Trevor Schakohl | Legal Reporter

An image shared on Facebook purportedly shows Democratic Kentucky Gov. Andy Beshear at the 2020 Kentucky Derby while not wearing a mask.

Verdict: False

The image actually shows Beshear at the 2017 Longines Kentucky Oaks. He did not attend the 2020 Kentucky Derby in person.

Fact Check:

The Kentucky Derby is typically held the first Saturday in May, but it was postponed in March due to coronavirus-related safety concerns, NBC News reported. The 2020 race was held on Sept. 5 with only essential personnel, along with a few spectators who had connections to the racers, allowed in the stands, according to Business Insider.

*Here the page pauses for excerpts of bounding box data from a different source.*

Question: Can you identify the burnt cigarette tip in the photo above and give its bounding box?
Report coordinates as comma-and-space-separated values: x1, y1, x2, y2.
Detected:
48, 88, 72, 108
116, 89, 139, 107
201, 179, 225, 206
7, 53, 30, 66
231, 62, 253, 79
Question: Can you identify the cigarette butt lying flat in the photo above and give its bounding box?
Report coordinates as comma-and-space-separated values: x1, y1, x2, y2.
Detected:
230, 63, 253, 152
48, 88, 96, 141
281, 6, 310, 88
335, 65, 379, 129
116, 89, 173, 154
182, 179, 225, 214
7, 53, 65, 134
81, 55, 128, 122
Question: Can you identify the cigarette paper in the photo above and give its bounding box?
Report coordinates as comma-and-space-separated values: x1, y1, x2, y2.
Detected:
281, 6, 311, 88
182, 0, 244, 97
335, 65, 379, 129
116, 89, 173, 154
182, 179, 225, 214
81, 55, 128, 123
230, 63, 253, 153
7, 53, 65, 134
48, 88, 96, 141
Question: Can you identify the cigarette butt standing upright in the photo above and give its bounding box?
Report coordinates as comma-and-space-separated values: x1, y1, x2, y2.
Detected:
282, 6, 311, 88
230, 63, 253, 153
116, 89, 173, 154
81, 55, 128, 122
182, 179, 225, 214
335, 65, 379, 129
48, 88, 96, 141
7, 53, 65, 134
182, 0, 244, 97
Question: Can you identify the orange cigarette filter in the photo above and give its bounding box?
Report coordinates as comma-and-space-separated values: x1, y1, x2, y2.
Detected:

The image shows Beshear with his wife and two other women wearing extravagant hats customarily worn at the Derby. None of the people pictured are wearing face masks. The caption alleges it shows him at the 2020 Kentucky Derby, saying, “When a tyrant tells you to be safe at home. Yet here he is at the derby no mask.” (RELATED: No, This Viral Image Doesn’t Show Kentucky Governor Andy Beshear’s Tweet About School Closures)

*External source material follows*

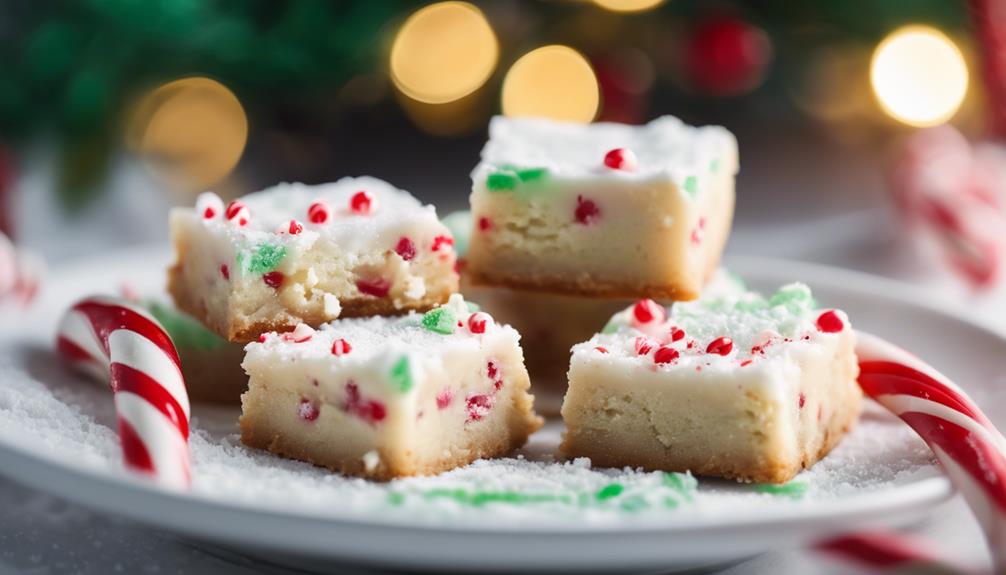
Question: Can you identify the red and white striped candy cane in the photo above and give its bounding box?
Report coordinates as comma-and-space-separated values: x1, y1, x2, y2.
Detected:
819, 332, 1006, 573
56, 298, 190, 488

In reality, the photo was taken at the 2017 Longines Kentucky Oaks, a race of 3-year-old female horses that takes place the day before the Derby, according to Louisville newspaper The Voice-Tribune. The image’s caption identifies the women standing with Beshear as Britainy Beshear, Stephanie Renner and Olivia Isaac.

The confusion about the photo appears to have stemmed from Beshear and his wife wearing clothing very similar to those from the 2017 Longines Kentucky Oaks event in photos accompanying posts Beshear tweeted to congratulate the Derby winner. Beshear did not attend the 2020 race in person, telling reporters, “If we’re asking the people of Kentucky to watch it at home, I’m going to watch it at home, too.” He presented the trophy virtually from home, according to ABC affiliate WHAS.

While Beshear expressed support for barring fans from attending the race, per The New York Times, he did not order that measure himself. Churchill Downs, the venue for the Derby, ultimately made the decision to not have spectators in the stands due to increases in coronavirus cases in Louisville, per an August press release from the venue.